The happy relationship gene
Being told that there’s a gene for happy relationships sounds like something from the script of a sci-fi movie. Something like this could make you believe in a certain type of biological determinism. Or that you could ask someone for a genetic test before jumping into a relationship with them so that you could guarantee the relationship would be successful.
However, what science has discovered is something rather more basic, so you’ll have to set your fantasies aside for now. The study was conducted by the University of Arkansas, Florida State University, and McGill University. Their goal was to find genetic markers that could explain stability and satisfaction in relationships. Their findings were fascinating.

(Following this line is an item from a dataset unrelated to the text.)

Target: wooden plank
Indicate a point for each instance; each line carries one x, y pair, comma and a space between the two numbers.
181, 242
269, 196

The CD38 gene and its role in the release of oxytocin
Apparently, the CD38 gene’s specific function is to release more oxytocin when you’re in a relationship. This is important because it means you experience higher levels of thoughts, emotions, and behaviors that strengthen the bonds between you and your partner. In fact, oxytocin is the hormone of affection, healthy attachment, and love. Consequently, it stimulates your caring behavior.
The happy relationship gene is expressed through three types of cognition
The study we mentioned above was conducted in three years. The researchers tracked 73 couples for two very specific purposes. The first was to analyze the progression of their relationships. The second was to analyze genetic samples (saliva) to detect possible markers that would account for the stability and happiness of their relationships.
The researchers discovered that the more stable and happy couples had the C38 gene. Furthermore, they discovered that the gene didn’t just produce oxytocin. In addition, it was linked to three different types of cognition (ideas) about relationships that the couples demonstrated.
Their ideas of the three fundamentals of a successful relationship were the following:
- The principle of trust. This should be tended to on a daily basis.
- Knowing how to forgive. Conflict, arguments, and small mistakes always deserve understanding. In other words, making the effort to be empathetic.
- A sense of gratitude. The couples in the study who lasted the full three years said that they were grateful every day for their relationship and their life together.
The CC genotype in males
There was another interesting point in this investigation. The experts discovered a small difference in the gender variable. This was that men with the CC genotype were found to have a stronger sense of their identity and their relationship. In practice, this meant that the men with this genotype were more committed to their partner. In other words, they were less likely to be unfaithful or neglectful of the relationship.
What does the discovery of the happy relationship gene mean?
You might believe that the discovery of a gene of happy relationships is little more than a Rosetta Stone. Because, while having this gene might suggest a relationship will be satisfactory and successful, the three different types of cognition won’t necessarily be present as well. Therefore, the one thing that this study does confirm is that genes don’t mark your destiny.
A gene can elevate the onset or manifestation of a particular trait. However, it isn’t decisive. Furthermore, while you might possess the C38 gene, your partner may not. This demonstrates that the way a relationship works is never solely dependent on genetic factors.
Pillars like personality, emotional maturity, and empathy are always determinants. In addition, a relationship can present many challenges and difficulties that can’t always be controlled. Nevertheless, knowing that a happy relationship gene exists is both interesting and significant. However, it doesn’t set anything in stone.